UBS’in bu yıl 16’ncısını yayımladığı rapor, 56 ülkenin yer aldığı küresel analizde, kişisel net servetlerin genel olarak yüzde 4,6 oranında arttığını ortaya koydu. En dikkat çekici yükseliş ise Türkiye’de yaşandı. 2023 yılında yaklaşık 60 bin dolar milyoneri bulunan ülkede bu sayı, 2024 sonu itibarıyla 67 bine ulaştı.
ABD hâlâ zirvede ama büyüme Türkiye’den yavaş
Dünya genelinde 2024 yılında 680 binden fazla yeni dolar milyoneri listeye eklendi. ABD, hâlâ toplam milyoner sayısında açık ara liderliğini koruyor. Yalnızca ABD’de geçen yıl 379 bin kişi daha milyonerler kulübüne katıldı. Bu da günlük ortalama 1.000 yeni milyoner anlamına geliyor.
İkinci sıradaki Çin ise günde 380 yeni milyonerle önemli bir büyüme sergiledi. Ancak oransal artış bakımından Türkiye, yüzde 8,4’lük büyüme ile tüm ülkeleri geride bıraktı.
BAE ve Rusya ilk 5’te yer aldı
Türkiye’nin ardından en yüksek büyüme oranına ulaşan ülke yüzde 5,8 ile Birleşik Arap Emirlikleri (BAE) oldu. Enerji gelirleriyle öne çıkan BAE’de dolar milyoneri sayısı önemli bir ivmeyle yükseldi. BAE’yi sırasıyla Rusya, Hindistan ve Güney Afrika izledi.
Orta Doğu’da lider Suudi Arabistan
UBS’in verilerine göre, Orta Doğu bölgesinde en fazla dolar milyoneri Suudi Arabistan’da bulunuyor. Yaklaşık 340 bin dolar milyonerine sahip olan ülkeyi, 240 bin milyoner ile BAE ve 186 bin ile İsrail takip ediyor. Türkiye ise yaklaşık 67 bin milyoneriyle bölgedeki sıralamada geride kalıyor olsa da büyüme hızı açısından rakiplerini geride bıraktı.

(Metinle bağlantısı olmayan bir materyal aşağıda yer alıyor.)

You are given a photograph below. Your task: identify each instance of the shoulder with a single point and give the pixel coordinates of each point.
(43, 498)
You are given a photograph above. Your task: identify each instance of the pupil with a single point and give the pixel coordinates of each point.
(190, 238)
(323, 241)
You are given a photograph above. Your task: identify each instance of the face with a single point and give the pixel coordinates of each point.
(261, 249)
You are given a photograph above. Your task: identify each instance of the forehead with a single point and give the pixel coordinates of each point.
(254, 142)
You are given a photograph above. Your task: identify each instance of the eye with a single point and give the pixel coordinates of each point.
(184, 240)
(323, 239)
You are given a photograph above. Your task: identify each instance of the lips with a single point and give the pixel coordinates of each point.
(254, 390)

Doğu Avrupa zirveye oynuyor
Bölgesel verilere göre 2024 yılında kişisel servet artışında en yüksek büyüme yüzde 12 ile Doğu Avrupa’da gerçekleşti. ABD yüzde 11 ile bölgesel büyümede ikinci olurken, Asya-Pasifik ile Avrupa-Orta Doğu-Afrika (EMEA) bölgeleri sırasıyla yüzde 3 ve yüzde 0.5'in altında büyüme oranlarıyla daha düşük seviyelerde kaldı.